Skopje
Friday the tenth was the director's last day at D4D. He recently received word that the Japanese government had officially accepted his appointment as ambassador, so he will be leaving for Japan shortly. With his departure imminent, the director assigned me more work to finish before he left. I spent most of the week going over D4D's official manuals and other documents. He also told me to make extensive changes to a research manual he has been working on for a few years now. This task required me to rewrite large portions of the manual. The director told me that I would be credited as a coauthor of the piece. This was a nice surprise, as the last thing published under my name was a terrible poem I wrote in fifth grade that somehow wound up in a book of childrens' writing. I tried to write a poem in the style of J.R.R. Tolkien. It was truly awful.
Monday night D4D hosted a party in the director's honor at his favorite local cafe/bar. I arrived at 6, hoping to be home by 9 at the latest. The night ended up lasting much longer than I anticipated.

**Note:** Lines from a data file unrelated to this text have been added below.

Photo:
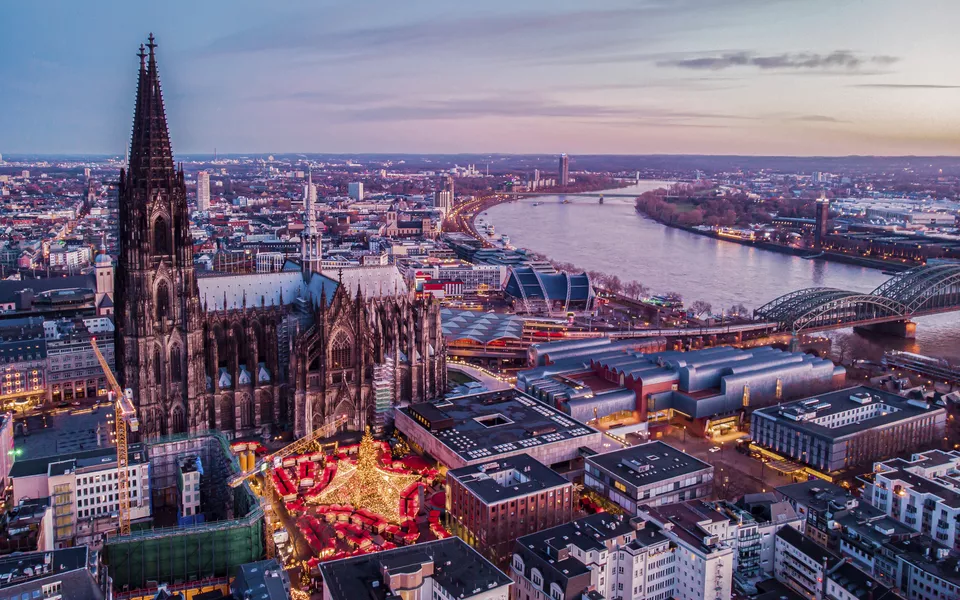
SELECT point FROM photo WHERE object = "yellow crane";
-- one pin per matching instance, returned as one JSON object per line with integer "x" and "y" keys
{"x": 125, "y": 415}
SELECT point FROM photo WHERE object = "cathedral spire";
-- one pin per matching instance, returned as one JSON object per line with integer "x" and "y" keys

After the head of D4D's board spoke, and the director spoke, and the incoming acting director spoke, the festivities moved to a restaurant down the street. Several pizzas were ordered, and even more raki toasts were given in the honor of just about everyone in attendance. Raki is the local liquor of choice in the Balkans. It was once described to me as similar to brandy. Not all in attendance partook in the toasts. It is currently Ramadan, an important holiday for the majority Muslim population of Kosovo. Two of my co-workers are currently fasting. Two more told me that they usually observe Ramadan, but not when it falls in summer. Not being able to even drink water during the hot summer days in the Balkans must be difficult. My co-worker told me that he wakes up to eat breakfast at 2:30 each morning, and then may not eat again until 8:20 in the evening. Additionally, those Muslims who observe Ramadan may not drink alcohol while fasting. I eventually got up the courage to leave at 11, but I was one of the first to do so. I will be continuing to work with the director on the research manual and a few research papers via email.
This weekend I visited Skopje, the capital of Macedonia. On this trip I traveled through border patrol by bus for the first time in my life. When I boarded the bus in Pristina (or rather, the extended minivan) I wrote my name and passport number on a sheet of paper on the driver's clipboard. At the border, both the Kosovar and Macedonian officials took turns collecting our passports, leaving the bus, and returning a few minutes later having stamped each one. Security was quite lax. Passengers were allowed to exit the bus to use the restroom without any escort or supervision.
Before my trip, a D4D staff member described Skopje as "the city Trump would build if he were Greek." My co-worker was not wrong. The center of Skopje is filled with brand new statues and monuments. The government buildings are giant, built to resemble the traditional pillared structures of Greece. As nearly everything in the center was built within the last two years, the entire central plaza is blindingly white and clean. I felt like I was walking through Las Vegas. The most interesting part of the city center was the paint splattered on some of the buildings and monuments. The paint was the aftermath of a political protest that occurred Friday evening, a couple of hours before I arrived in Skopje. Apparently, throwing colorful paint on buildings and roads is common practice for protestors in Macedonia. I am not sure how efficient a method of protest the paint is, but it was at least nice to look at the next morning.
I visited two museums in Skopje. The Museum of Macedonia is located a few blocks from the city center, in an old boxy building with marble floors and dark wood panelling on the walls. I was the museum's only patron that morning; I had to turn the lights on in each room I entered. The main thing I learned from my visit was that the United States thwarted Macedonia's attempt to gain independence from Greece after WWII when President Truman gave his support for the Greek monarchy. Yet another piece of U.S. foreign policy history to be proud of. I also visited Skopje's archaelogical museum. I had initially decided against entering this museum, as it was one of the garish faux-Greek structures I mentioned earlier, but it was the only museum open Sunday morning before the bus left for Pristina. The museum actually had quite an impressive collection. My favorite piece was a fully intact soldier's helmet from the time of Alexander the Great.
Tired from squinting my way through the city, I went back to the hostel to regroup. I learned that a short distance outside the city lay Matka Canyon, an area for hiking. I took a forty minute bus ride out of the city and then walked about twenty minutes to reach the canyon. It ended up being the best decision I made in Skopje. The scenery and landscape were strikingly beautiful. There were tall hills on either side of the canyon, and a river running along the bottom. At one end, a dam formed a lake where visitors might kayak. I spent the rest of the afternoon hiking through the hills and taking pictures.